A Concentração Feminina em Funções Mais Expostas à IA
A análise por gênero do Painel de Indicadores Canários aponta que 43,8% das mulheres jovens estão empregadas em ocupações consideradas de alta exposição à IA, em contraste com 32,4% dos homens. No segundo grupo de ocupações mais expostas, a participação feminina também é superior, alcançando 21,2% contra 18,1% masculina. Essa diferença é atribuída, em grande parte, à predominância de mulheres em funções de escritório e administrativas. No entanto, o estudo avança para desmistificar a correlação direta entre essa concentração e a lacuna de crescimento de emprego observada.

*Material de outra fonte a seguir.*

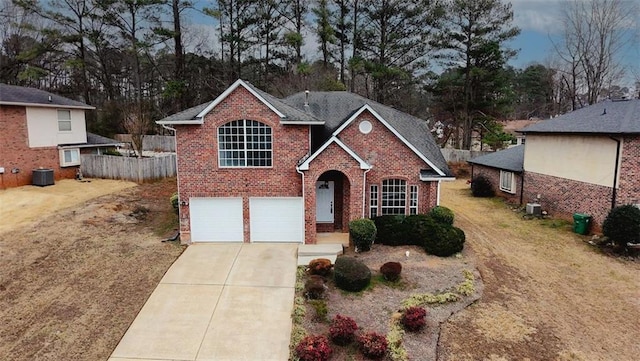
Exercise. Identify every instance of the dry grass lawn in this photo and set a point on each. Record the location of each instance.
(78, 262)
(548, 294)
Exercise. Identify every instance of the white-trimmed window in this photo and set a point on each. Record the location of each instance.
(373, 201)
(413, 199)
(69, 157)
(245, 143)
(394, 196)
(507, 182)
(64, 120)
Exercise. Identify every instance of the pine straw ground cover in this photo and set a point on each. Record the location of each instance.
(442, 286)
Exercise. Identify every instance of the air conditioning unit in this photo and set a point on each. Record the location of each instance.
(534, 209)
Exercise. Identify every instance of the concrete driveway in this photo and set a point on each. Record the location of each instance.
(218, 302)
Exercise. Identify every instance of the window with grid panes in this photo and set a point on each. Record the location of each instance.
(394, 196)
(245, 143)
(413, 200)
(373, 201)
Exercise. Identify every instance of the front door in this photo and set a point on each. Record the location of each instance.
(324, 201)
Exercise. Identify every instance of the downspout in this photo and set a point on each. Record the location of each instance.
(615, 173)
(175, 145)
(304, 204)
(364, 191)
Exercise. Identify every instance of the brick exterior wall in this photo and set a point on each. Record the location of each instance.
(629, 181)
(493, 175)
(15, 151)
(200, 176)
(563, 197)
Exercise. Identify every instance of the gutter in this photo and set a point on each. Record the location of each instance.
(615, 173)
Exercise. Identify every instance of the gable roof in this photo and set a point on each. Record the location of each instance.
(22, 96)
(607, 117)
(304, 164)
(511, 159)
(339, 107)
(287, 113)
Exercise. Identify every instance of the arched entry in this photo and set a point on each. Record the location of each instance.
(332, 202)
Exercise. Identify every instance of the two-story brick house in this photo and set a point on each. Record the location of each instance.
(255, 168)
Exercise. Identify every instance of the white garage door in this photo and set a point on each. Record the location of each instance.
(216, 219)
(277, 219)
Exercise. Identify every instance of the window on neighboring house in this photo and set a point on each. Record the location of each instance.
(373, 201)
(64, 120)
(413, 200)
(394, 196)
(245, 143)
(507, 182)
(69, 157)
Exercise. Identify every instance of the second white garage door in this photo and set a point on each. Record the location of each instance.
(276, 219)
(216, 219)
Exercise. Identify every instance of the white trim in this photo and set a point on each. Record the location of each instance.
(229, 90)
(395, 132)
(302, 122)
(363, 163)
(52, 105)
(178, 122)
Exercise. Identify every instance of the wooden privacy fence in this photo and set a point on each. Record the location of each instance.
(128, 168)
(156, 143)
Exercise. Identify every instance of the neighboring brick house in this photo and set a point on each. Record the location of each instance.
(42, 130)
(586, 161)
(504, 170)
(255, 168)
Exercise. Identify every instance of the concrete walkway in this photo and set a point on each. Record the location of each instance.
(223, 302)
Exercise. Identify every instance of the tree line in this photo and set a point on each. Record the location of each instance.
(442, 60)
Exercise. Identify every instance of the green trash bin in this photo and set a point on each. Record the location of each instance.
(581, 223)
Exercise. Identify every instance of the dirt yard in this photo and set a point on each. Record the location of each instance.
(78, 262)
(548, 295)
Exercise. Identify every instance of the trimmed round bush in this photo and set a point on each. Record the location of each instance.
(414, 319)
(444, 240)
(622, 225)
(314, 348)
(391, 271)
(389, 230)
(342, 330)
(482, 187)
(442, 214)
(373, 345)
(363, 233)
(351, 274)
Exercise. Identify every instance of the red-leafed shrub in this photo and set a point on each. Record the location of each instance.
(342, 330)
(373, 345)
(414, 318)
(391, 271)
(314, 348)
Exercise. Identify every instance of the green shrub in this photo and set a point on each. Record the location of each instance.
(314, 348)
(414, 319)
(391, 271)
(389, 231)
(363, 233)
(174, 202)
(622, 225)
(481, 187)
(444, 240)
(351, 274)
(373, 345)
(342, 330)
(442, 214)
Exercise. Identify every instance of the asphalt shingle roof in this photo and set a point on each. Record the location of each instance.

Desvendando a Verdadeira Raiz da Disparidade
Um achado crucial da pesquisa ocorreu quando os cientistas isolaram o impacto da exposição à IA. Para a surpresa de muitos, a relação direta entre a tecnologia e a diferença de crescimento de emprego deixou de ser significativa. Em ocupações menos expostas à tecnologia, o emprego entre mulheres de 22 a 25 anos cresceu apenas 1,3% ao ano desde o final de 2022, enquanto entre os homens, o avanço foi de 2,7%. No grupo de alta exposição, a queda do emprego feminino foi de 4,5% ao ano, comparada a 2,5% entre os homens, indicando que a disparidade persiste independentemente do nível de exposição à IA.
Os pesquisadores esclareceram, em um documento compartilhado com a revista Fortune, que "essas lacunas são uma característica da nossa amostra mais ampla; elas não estão visivelmente correlacionadas com a exposição à IA". Eles enfatizam que as diferenças observadas decorrem principalmente da composição ocupacional, ou seja, da maneira como homens e mulheres estão distribuídos entre os diversos setores e profissões, e não de um impacto diferenciado da IA dentro das mesmas ocupações.
Outras Hipóteses e o Papel Nuanciado da IA
A equipe de pesquisa testou uma série de outras variáveis, incluindo alterações nas taxas de juros, a expansão do trabalho remoto e híbrido, o nível de escolaridade, a exclusão do setor de tecnologia e a inclusão de trabalhadores temporários e de meio período. No entanto, nenhum desses fatores se mostrou capaz de explicar integralmente a desaceleração do emprego entre os jovens. Bharat Chandar, pesquisador do projeto, afirmou à Fortune que, embora isso não prove que a IA seja a causa direta dessas tendências, são "fatos importantes a serem documentados".
Os autores argumentam que a IA está transformando tarefas, especialmente as mecânicas e repetitivas, antes de reconfigurar empregos inteiros. Profissionais em início de carreira, muitas vezes engajados nessas atividades, são os mais afetados. A maior presença de mulheres em ocupações com esse perfil as expõe mais intensamente a essas mudanças tecnológicas, mas essa exposição é uma consequência de uma segregação ocupacional que precede a IA generativa. Assim, a tecnologia age como um catalisador sobre estruturas preexistentes, mas não é a origem da lacuna de gênero em si.
Um Enigma Aberto para o Futuro
Em suma, o estudo da Universidade Stanford e da ADP Research destaca que, embora as mulheres da Geração Z estejam mais expostas a ocupações potencialmente impactadas pela IA, a tecnologia não é a força motriz primária por trás do seu crescimento de emprego mais lento em comparação com os homens. A verdadeira causa parece residir em uma complexa interação de fatores, com a segregação ocupacional desempenhando um papel significativo. O que explica, de forma abrangente, o crescimento mais lento do emprego feminino em todos os setores, concluem os autores, permanece uma questão em aberto, necessitando de futuras e aprofundadas investigações para desvendar completamente este desafio no mercado de trabalho.